About time: How long does a worker really have to make a claim?

09 September 2016

The length of time that a worker has to serve a claim for workers’ compensation on their employer is not well understood. Employers are increasingly finding themselves being served with claims for workers’ compensation for injuries that are alleged to have occurred more than 12 months prior to a claim being made. Whilst the statutory provisions do offer some protection to employers, a claim will rarely be dismissed on the basis of its late service, alone.

Pursuant to section 178(1)(b) of the Workers’ Compensation and Injury Management Act 1981 (the Act), a claim will not be considered valid if it is served on an employer more than 12 months after an injury is alleged to have occurred. Claims will often be immediately disputed by employers and insurers for this reason.

There is, however, an important (and misunderstood) qualifier in section 178(1)(d) of the Act. That section says that, notwithstanding the failure to serve a claim within the prescribed time of 12 months, a claim will still be valid:

…if it is shown that the employer has not been prejudiced in defending the proceedings by such failure, or if it is found that the failure was occasioned by mistake, absence from the State, or other reasonable cause.

If an employer disputes liability for a claim in reliance on section 178(1)(b), and the worker seeks a determination of liability for their claim at WorkCover WA, the onus is on the employer to prove that they have been prejudiced in defending the claim. It is not enough for an employer to simply say that the claim has not been made within 12 months. An employer must “show a basis in fact” supporting its position that the late notice of the claim has prejudiced its defence: Stevens v The Motor Vehicle Insurance Trust (1978) WAR 232.

Establishing prejudice

Prejudice is difficult for employers to establish, given that if it is accepted by an Arbitrator, the worker’s claim is dismissed. It is the responsibility of the employer to produce compelling factual evidence supporting its claim of prejudice.

The position commonly adopted by employers is that, if the claim had been made earlier, factual and medical investigations would have been undertaken in relation to the claim. From a factual perspective, it may be the case that witnesses of fact are no longer contactable or that records (such as surveillance footage) have been destroyed in the intervening period. From a medical perspective, it may be the case that an independent medical examination would have provided a clearer assessment of the injury at an earlier stage. Obviously, as the length of time between the alleged injury and the service of a claim increases, so does the strength of a potential defence pursuant to section 178(1)(b) of the Act.

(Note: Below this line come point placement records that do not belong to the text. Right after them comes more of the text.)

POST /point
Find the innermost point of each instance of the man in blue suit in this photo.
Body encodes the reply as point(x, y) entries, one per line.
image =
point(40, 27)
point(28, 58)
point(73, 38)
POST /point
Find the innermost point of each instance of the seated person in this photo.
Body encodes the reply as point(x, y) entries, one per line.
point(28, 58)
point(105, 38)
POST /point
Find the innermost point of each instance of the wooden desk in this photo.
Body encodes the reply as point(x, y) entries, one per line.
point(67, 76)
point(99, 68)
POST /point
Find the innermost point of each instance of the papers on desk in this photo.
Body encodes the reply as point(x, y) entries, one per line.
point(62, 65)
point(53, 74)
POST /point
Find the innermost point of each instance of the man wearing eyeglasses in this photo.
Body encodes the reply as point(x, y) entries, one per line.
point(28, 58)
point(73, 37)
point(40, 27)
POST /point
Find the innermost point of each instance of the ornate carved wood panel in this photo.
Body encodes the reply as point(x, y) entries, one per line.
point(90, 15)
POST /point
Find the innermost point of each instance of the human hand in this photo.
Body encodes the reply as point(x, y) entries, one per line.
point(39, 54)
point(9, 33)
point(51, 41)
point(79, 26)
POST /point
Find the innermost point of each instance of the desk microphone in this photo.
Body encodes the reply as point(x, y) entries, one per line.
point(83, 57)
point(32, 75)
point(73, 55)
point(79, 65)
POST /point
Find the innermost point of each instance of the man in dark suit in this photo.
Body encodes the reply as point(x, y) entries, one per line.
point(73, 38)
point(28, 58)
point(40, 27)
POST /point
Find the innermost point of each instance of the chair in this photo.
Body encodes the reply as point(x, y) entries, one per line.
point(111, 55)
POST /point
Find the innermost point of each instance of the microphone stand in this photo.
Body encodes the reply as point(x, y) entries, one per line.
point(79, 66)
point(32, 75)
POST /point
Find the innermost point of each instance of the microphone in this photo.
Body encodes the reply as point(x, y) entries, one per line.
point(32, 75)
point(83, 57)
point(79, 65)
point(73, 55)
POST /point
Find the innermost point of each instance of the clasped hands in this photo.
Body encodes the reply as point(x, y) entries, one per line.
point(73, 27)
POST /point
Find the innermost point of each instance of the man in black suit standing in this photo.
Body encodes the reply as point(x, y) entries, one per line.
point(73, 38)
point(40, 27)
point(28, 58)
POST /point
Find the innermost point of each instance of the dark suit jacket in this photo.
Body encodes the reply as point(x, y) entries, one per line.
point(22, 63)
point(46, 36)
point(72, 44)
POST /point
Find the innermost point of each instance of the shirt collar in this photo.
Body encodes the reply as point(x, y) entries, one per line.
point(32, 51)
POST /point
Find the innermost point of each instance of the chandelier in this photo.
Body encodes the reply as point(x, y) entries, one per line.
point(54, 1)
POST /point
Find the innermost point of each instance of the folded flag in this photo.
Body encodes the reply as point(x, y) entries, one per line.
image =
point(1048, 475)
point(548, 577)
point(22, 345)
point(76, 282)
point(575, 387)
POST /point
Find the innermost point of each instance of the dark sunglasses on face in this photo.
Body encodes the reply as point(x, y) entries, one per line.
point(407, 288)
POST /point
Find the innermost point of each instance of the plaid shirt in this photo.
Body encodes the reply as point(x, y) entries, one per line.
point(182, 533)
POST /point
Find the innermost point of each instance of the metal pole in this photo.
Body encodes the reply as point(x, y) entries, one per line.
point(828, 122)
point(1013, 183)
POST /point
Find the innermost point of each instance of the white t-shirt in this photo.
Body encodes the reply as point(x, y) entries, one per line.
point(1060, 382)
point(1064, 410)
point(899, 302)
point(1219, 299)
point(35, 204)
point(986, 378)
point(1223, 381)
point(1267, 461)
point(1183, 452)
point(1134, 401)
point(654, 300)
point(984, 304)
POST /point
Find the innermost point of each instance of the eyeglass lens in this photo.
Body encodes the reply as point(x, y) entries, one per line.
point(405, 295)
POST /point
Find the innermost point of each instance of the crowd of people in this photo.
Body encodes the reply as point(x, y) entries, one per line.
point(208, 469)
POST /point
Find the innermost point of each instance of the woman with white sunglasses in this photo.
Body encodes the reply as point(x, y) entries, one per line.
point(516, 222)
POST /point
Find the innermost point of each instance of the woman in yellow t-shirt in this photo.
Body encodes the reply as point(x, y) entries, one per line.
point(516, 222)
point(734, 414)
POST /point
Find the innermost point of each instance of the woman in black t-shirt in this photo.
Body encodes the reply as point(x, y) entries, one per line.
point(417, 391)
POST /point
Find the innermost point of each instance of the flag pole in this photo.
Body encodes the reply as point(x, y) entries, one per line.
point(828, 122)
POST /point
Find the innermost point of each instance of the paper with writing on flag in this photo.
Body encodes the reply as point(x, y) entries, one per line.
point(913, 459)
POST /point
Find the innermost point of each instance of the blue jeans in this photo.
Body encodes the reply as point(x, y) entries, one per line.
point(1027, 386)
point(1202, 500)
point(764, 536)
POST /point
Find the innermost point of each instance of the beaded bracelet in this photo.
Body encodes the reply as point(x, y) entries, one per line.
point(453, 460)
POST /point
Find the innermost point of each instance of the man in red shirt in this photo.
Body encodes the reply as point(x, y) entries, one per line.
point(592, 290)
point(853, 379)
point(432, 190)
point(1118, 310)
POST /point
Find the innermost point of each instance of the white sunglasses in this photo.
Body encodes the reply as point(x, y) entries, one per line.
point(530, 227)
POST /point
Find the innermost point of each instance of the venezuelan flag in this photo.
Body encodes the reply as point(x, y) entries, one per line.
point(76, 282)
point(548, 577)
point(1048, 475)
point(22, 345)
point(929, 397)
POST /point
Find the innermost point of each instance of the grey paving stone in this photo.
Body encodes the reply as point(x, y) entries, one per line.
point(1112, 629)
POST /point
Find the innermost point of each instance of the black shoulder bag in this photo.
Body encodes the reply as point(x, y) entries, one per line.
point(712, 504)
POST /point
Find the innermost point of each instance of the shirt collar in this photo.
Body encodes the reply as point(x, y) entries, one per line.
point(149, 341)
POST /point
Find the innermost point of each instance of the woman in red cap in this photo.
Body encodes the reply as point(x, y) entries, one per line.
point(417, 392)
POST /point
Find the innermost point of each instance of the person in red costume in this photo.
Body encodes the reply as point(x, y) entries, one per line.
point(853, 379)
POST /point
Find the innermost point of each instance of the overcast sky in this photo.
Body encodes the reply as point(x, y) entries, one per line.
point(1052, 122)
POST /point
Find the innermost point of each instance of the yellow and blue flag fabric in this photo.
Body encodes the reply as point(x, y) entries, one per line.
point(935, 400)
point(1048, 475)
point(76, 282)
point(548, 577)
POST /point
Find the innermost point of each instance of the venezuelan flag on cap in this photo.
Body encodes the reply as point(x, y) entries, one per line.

That said, the Courts in WA have confirmed that it is not enough for an employer claiming prejudice to merely assert that they “would have made further investigations into the existence and extent of the alleged injuries”. The employer must show “what those further investigations (if done) might have revealed” and “that those revelations are material and why it is no longer possible to obtain information of that kind”: Hunter v Morris (2000) WASCA 23.

Where no evidence of prejudice is able to be provided by an employer, a defence under section 178(1)(b) must fail. This is the case regardless of how old the alleged injury might be, and it follows that there may be (and have been) occasions where an employer is held liable to pay workers’ compensation in relation to an injury sustained many years prior.

In the case of Burswood Nominees Pty Ltd v Sharon Patricia Junior (C47 – 2007), the Magistrate determined that a delay of 15 years between the alleged injury and the service of a claim did not represent prejudice to the employer. The worker, a croupier, had first given notice her bilateral wrist and hand symptoms to her employer in 1991, but she did not make a claim for workers’ compensation until 15 March 2006.

Whilst her employer alleged prejudice in the defence of the claim due to the delay in the claim being made, the Magistrate determined that:

  1. no evidence of actual prejudice (as discussed above) had been relied upon; and, in any event
  2. although a claim for workers’ compensation had not been made at the time, the worker had attended her employer’s nursing post in relation to her work-related wrist symptoms in 1991, and as a consequence was prescribed alternative duties. This served as evidence that the employer knew about the injury at that time, and could have taken some action if necessary.
In practice

Whilst it is correct that a claim may be disputed where it is made more than 12 months after the date of an alleged injury, it is important for employers and insurers to appreciate that this defence is very difficult to establish at Arbitration.

Although there may be occasions where an employer genuinely has no knowledge of a work injury, and that the lapse of time has resulted in a real inability to obtain the factual or medical evidence necessary to defend the claim, those situations are rare. The onus is on the employer to show what that evidence might have revealed, why it is no longer able to be obtained and ultimately, how that has prejudiced its defence.

If an employer is aware of an injury being sustained at the time, it is not open to that employer to subsequently submit that they have been prejudiced in the defence of the resultant claim. This is significant for employers and should serve as an important reminder that accurate record keeping and injury management are vital to mitigating the risks that may be posed by future workers’ compensation claims (and assisting in their defence, where necessary).